The Original Scone Blog (plus some food for thought)

Thursday, July 01, 2004

A song of experience

In my Blakean year
I was so disposed
Toward a mission yet unclear
Advancing pole by pole

Fortune breathed into my ear
Mouthed a simple ode
One road is paved in gold
One road is just a road

In my Blakean year
Such a woeful schism
The pain of our existence
Was not as I envisioned

Boots that trudged from track to track
Worn down to the sole
One road is paved in gold
One road is just a road

by Patti Smith


There's a record store called HEAR Music in Santa Monica. It started in Cambridge, and popped up in Berkeley during the late 90s. I spotted one at the Metreon in San Francisco during the boom days, but now it's gone. Relatively few people have ever set foot in HEAR Music. But more than a few have heard their Artist's Choice compilations (Ray Charles, Lucinda Williams, Sarah McLachlan), courtesy of the frothy caffeinated juggernaut and its owner Howard Schultz, who now runs it.

My wanderings around 4th Street's HEAR Music figure prominently in my post-graduate Berkeley days. Sometimes after running to the Marina, I'd stop in and listen to a record I'd never heard before. I believe that store held the record for most listening stations per square foot. That's where I first heard albums by Lucinda, Belle and Sebastian, Nick Drake, Townes Van Zandt, Pink Martinis, Billy Bragg, Caetano Veloso, Art Blakey and the Messengers... This eclectic array of musicians ensured that my adult tastes did not calcify at 22, nor grow bland with radio.

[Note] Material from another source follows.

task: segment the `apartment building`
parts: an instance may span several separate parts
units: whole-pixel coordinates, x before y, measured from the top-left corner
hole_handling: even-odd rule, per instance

I didn't buy a lot of CDs during those Bay Area boom years. After all, I was a teacher. My road was just a road. Or so it seemed. Those exciting tech jobs held by many friends and acquaintances don't exist anymore, nor in many cases do the companies. But the institutions where I worked are still around, and still needed. My biggest regret? That I virtually stopped writing for an audience, or a cause. I suppose I am trying to, ahem, start up again.

Yesterday afternoon, Jukka and I ran the east-west length of Santa Monica and strolled down the 3rd Street Promenade. HEAR Music's appeal hasn't faded with time and taste. If anything, SoCal's cultural shortcomings make the record store even worthier of a visit. And so I was rewarded with a new discovery, Patti Smith's "Trampin".

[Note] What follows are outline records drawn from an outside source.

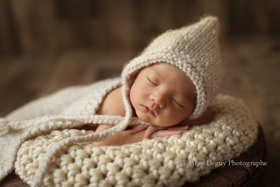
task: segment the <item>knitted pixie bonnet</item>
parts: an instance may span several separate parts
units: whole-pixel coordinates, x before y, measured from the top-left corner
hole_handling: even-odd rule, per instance
[[[129,99],[133,83],[132,76],[142,68],[154,63],[166,62],[175,65],[189,77],[196,88],[197,101],[194,111],[188,118],[199,117],[216,96],[222,82],[223,69],[217,39],[219,26],[217,19],[209,16],[188,26],[168,31],[154,39],[140,56],[129,62],[122,74],[121,91],[126,111],[124,117],[82,114],[37,115],[40,114],[38,111],[26,118],[24,113],[20,114],[16,111],[13,115],[20,114],[21,120],[13,120],[10,117],[0,119],[0,139],[3,140],[2,142],[0,141],[0,144],[5,146],[2,149],[5,150],[5,152],[0,154],[0,158],[4,161],[0,164],[0,180],[12,171],[22,143],[35,134],[54,129],[77,128],[85,124],[115,125],[100,133],[70,137],[56,143],[39,164],[31,186],[40,186],[53,157],[63,146],[72,142],[105,141],[123,131],[135,120],[132,117]],[[36,106],[43,107],[41,104],[43,103],[40,101],[35,102]]]
[[[145,66],[161,62],[175,65],[189,77],[195,86],[196,105],[188,118],[197,118],[216,97],[222,82],[219,30],[217,19],[208,16],[161,34],[125,67],[122,75],[124,84],[131,85],[130,76]],[[127,91],[129,93],[129,89]]]

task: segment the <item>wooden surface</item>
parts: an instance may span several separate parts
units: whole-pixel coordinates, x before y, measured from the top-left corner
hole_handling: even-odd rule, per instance
[[[239,157],[233,160],[236,163],[259,161],[265,162],[266,145],[264,135],[260,126],[259,127],[259,134],[255,143],[248,151]],[[224,167],[214,170],[208,175],[201,177],[195,183],[186,183],[184,187],[226,187],[248,186],[258,177],[263,166],[251,166],[249,167],[243,166],[229,166],[227,163]],[[0,183],[2,187],[28,187],[14,172],[11,174]]]

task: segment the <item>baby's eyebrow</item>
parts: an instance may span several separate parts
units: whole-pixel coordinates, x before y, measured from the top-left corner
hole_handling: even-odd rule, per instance
[[[161,77],[161,78],[162,79],[163,78],[163,77],[162,77],[162,76],[161,76],[161,75],[160,74],[160,73],[158,72],[158,71],[157,71],[155,69],[154,69],[153,68],[152,68],[151,69],[152,69],[152,70],[154,72],[156,72],[156,74],[157,74],[158,75],[158,76],[159,76]]]

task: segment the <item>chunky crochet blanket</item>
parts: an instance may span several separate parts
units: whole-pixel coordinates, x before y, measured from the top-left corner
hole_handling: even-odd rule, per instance
[[[25,181],[31,184],[33,180],[32,187],[43,183],[57,186],[126,183],[130,186],[179,186],[197,179],[213,167],[184,166],[184,161],[226,161],[239,155],[256,137],[257,123],[239,100],[220,96],[213,101],[223,74],[219,28],[217,18],[210,16],[168,31],[125,65],[121,78],[67,88],[0,119],[0,180],[15,166]],[[184,132],[181,137],[119,147],[93,146],[91,142],[108,139],[129,124],[145,123],[132,117],[130,89],[139,71],[156,63],[177,67],[193,82],[196,100],[189,119],[201,116],[212,103],[217,114],[215,120]],[[106,95],[121,86],[125,116],[96,115]],[[99,133],[62,130],[86,124],[113,126]],[[58,131],[49,133],[53,130]]]
[[[216,113],[209,124],[194,126],[182,136],[146,139],[120,146],[96,147],[74,143],[58,152],[44,184],[47,186],[180,186],[216,168],[193,162],[227,161],[251,145],[257,134],[252,114],[240,99],[219,95],[212,105]],[[31,184],[46,152],[62,139],[85,135],[65,129],[32,137],[21,146],[15,166]],[[186,161],[189,163],[183,164]]]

This is not a CD review. I and my slight Manichaean tendencies in writing are not suitable for aesthetic criticism. (See what I mean? Not suitable!) I will say a little about why I like her lyrical writing, and what her example means to me.

A look at her discography shows the Patti Smith Group made four albums in five years, the last (1979) capped off by a stadium concert of 70,000 cheering Italians. I knew none of this when I heard "Because the Night" as a college freshman, almost fifteen years later. Or when KFOG played "Dancing Barefoot" or her version of "Gloria", with its defiant opening line torn from her early poem, "Oath": "Jesus died for somebody's sins/but not mine." Or when I discovered her Early Work, and one of my favorite lyrics about being American, "Notebook". Or when I saw her at the Bridge Concert, leading Neil Young and Pearl Jam and the Bridge School children in a rousing rendition of "People Have the Power".

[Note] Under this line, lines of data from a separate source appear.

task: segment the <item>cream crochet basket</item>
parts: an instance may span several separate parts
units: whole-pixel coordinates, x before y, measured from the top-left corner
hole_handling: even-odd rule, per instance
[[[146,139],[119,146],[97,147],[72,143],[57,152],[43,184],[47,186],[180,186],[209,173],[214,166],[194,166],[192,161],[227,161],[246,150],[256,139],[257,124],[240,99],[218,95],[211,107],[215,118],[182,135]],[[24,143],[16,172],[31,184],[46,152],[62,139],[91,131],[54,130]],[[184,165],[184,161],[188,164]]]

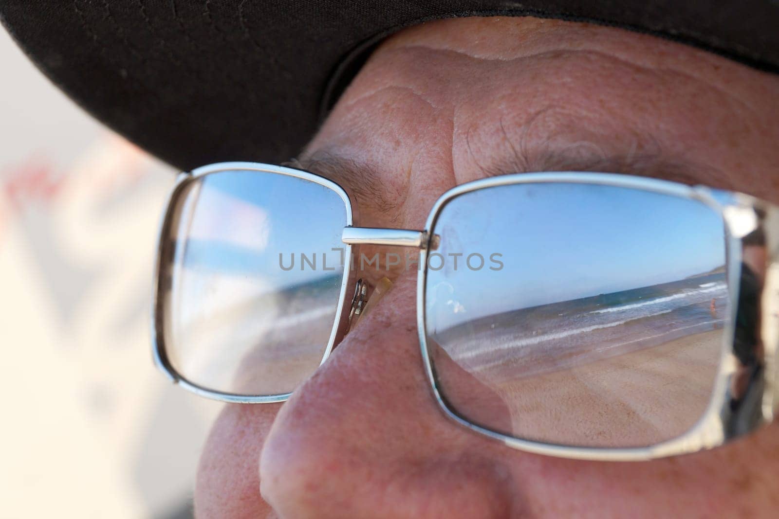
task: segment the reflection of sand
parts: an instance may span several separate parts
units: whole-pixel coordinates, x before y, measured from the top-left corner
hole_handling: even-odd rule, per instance
[[[495,391],[513,434],[549,443],[648,445],[679,436],[710,396],[721,330],[576,367],[504,382]]]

I did not know that she had spent a decade and a half as a housewife in suburban Detroit, with her husband Fred "Sonic" Smith. The godmother of punk and guitarist of the proto-punk MC5, playing house and raising two kids. Imagine that. What is true of most people is also true for most artists: the most fruitful or personally rewarding life may not always be the most ambitious or artistically productive. "I never did miss fame," she has said. "What I really missed was a good cup of coffee."

Or to quote "Oath": "I can make my own light shine/and darkness too is equally fine"

We can take that line to mean confidence in one's ability to choose the good and the "sinful". Or perhaps also, comfort in choosing the path of fame and fortune or a life of obscurity. And not regretting the choice of either. But it is either. And many people are not comfortable with that, because they think they can have both, when in reality not many can live with either well.

If I consider the quiet and fairly happy life of obscurity that was Patti Smith's life, or that William Blake earned a living from engraving in order to support his poetry habit, then I scorn to change my state with kings, or Supreme Court justices. And for a moment I cease to regret that I didn't write in 1999 or whenever, because hey, I was teaching kids algebra in a neighborhood the New Economy forgot. I can make my own light shine, and darkness too is equally fine...

So. What I like uniquely about Patti Smith, is that her voice, her energy, is neither male nor female. Like many 70s icons (David Bowie, for one), her image is essentially androgynous. But I'm talking beyond image, about the music itself. Her voice and lyrics pulse with intelligence and passion. And those qualities are neither male nor female. Often you can read a poem or song lyric and say, oh a guy wrote it, or a girl wrote it. And many fine lyrics are like that. But what a feat of the universal to transcend the experience of gender, how pure is that? How pure is white light? Or the human heart? Or grief? Or being American? And to transcend it in popular music, with a voice both wise and vigorous and kind.